In case you are wondering, simply creating a policy to enforce behavior of your people won't work.
The Computerworld "Security Manager's Journal" this week has a piece on discovering that people aren't following policy. After some hunting and discussion with a number of people, he decides to do a better job of communicating the policies, and he wants to find some policy management software (checks whether people read and understand). We had this stuff at my old company, and I suspect most of us forgot the policies shortly after we "read and understood" them. They had very little to do with how our regular business ran. I should admit that the system at least ensured everyone had heard that there was a policy.
Of course, policies and standard procedures are a problem, whether they are associated with IT or any other function of the business. The best "uptake" of these policies I have seen are when they are reinforced throughout the work environment. For example, we had some training on "good e-mail practice," and two days later our leadership were applying what they learned by suggesting an e-conversation stop because of the nature of the material.
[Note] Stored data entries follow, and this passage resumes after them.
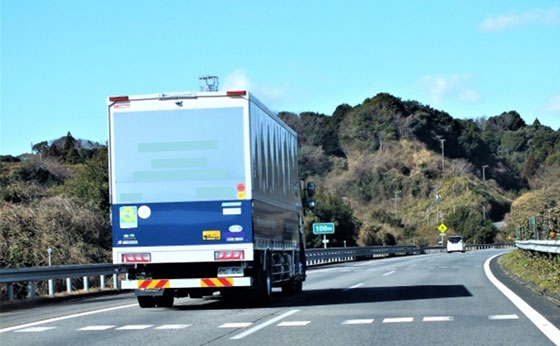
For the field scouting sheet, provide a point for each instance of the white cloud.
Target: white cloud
(504, 22)
(440, 88)
(238, 80)
(553, 105)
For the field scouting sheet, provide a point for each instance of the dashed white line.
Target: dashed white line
(135, 327)
(398, 320)
(293, 323)
(362, 321)
(61, 318)
(34, 329)
(97, 328)
(437, 319)
(503, 317)
(352, 287)
(538, 320)
(263, 325)
(174, 326)
(236, 325)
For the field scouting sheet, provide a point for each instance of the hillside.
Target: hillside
(377, 165)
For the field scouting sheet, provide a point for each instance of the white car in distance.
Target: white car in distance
(455, 243)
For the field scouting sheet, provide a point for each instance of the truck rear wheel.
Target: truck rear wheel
(264, 288)
(165, 301)
(146, 301)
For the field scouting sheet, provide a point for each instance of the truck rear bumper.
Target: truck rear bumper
(187, 283)
(185, 253)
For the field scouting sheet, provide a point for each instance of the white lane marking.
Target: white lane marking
(61, 318)
(437, 319)
(135, 327)
(361, 264)
(174, 326)
(538, 320)
(34, 329)
(398, 320)
(352, 287)
(503, 317)
(293, 323)
(363, 321)
(236, 325)
(263, 325)
(97, 328)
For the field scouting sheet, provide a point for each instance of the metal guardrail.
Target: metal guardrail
(54, 272)
(314, 257)
(343, 254)
(548, 246)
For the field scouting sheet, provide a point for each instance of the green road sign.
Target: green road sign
(323, 228)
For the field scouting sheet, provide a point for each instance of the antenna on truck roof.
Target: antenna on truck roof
(208, 83)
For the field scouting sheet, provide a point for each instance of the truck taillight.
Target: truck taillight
(229, 255)
(136, 258)
(118, 98)
(236, 93)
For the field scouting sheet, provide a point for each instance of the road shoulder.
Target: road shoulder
(547, 307)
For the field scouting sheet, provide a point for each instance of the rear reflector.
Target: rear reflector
(236, 93)
(229, 255)
(136, 258)
(118, 98)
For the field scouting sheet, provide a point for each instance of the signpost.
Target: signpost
(442, 228)
(323, 229)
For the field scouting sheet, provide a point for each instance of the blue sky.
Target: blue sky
(61, 59)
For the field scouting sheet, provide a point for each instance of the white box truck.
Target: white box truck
(205, 196)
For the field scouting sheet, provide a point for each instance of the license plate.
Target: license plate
(230, 271)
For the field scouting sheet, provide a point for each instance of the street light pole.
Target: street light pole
(51, 281)
(442, 141)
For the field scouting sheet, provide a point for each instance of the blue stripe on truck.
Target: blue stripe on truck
(181, 223)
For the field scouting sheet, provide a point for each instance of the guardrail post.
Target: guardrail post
(51, 287)
(10, 292)
(30, 289)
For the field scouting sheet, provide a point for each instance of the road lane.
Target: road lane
(426, 300)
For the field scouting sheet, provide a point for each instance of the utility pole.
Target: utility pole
(396, 199)
(485, 188)
(484, 175)
(442, 141)
(438, 199)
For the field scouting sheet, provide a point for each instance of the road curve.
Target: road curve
(438, 299)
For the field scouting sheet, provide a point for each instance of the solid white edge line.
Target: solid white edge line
(61, 318)
(547, 328)
(262, 325)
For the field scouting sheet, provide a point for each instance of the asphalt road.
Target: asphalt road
(441, 299)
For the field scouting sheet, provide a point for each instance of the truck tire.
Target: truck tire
(165, 301)
(146, 301)
(264, 288)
It's every employee's responsibility to periodically review the company intranet for new information and to review policies and guidelines, I stressed. And I explained that by reviewing the policies, employees can help the company identify suspicious activity and prevent malicious code from being introduced into the network.
But that's not enough. I'm considering hosting a series of brown-bag lunch meetings and asking the HR department send out e-mails stressing the need to adhere to and understand security policies. And I'm looking into deploying new tools that can help me enforce policy dissemination.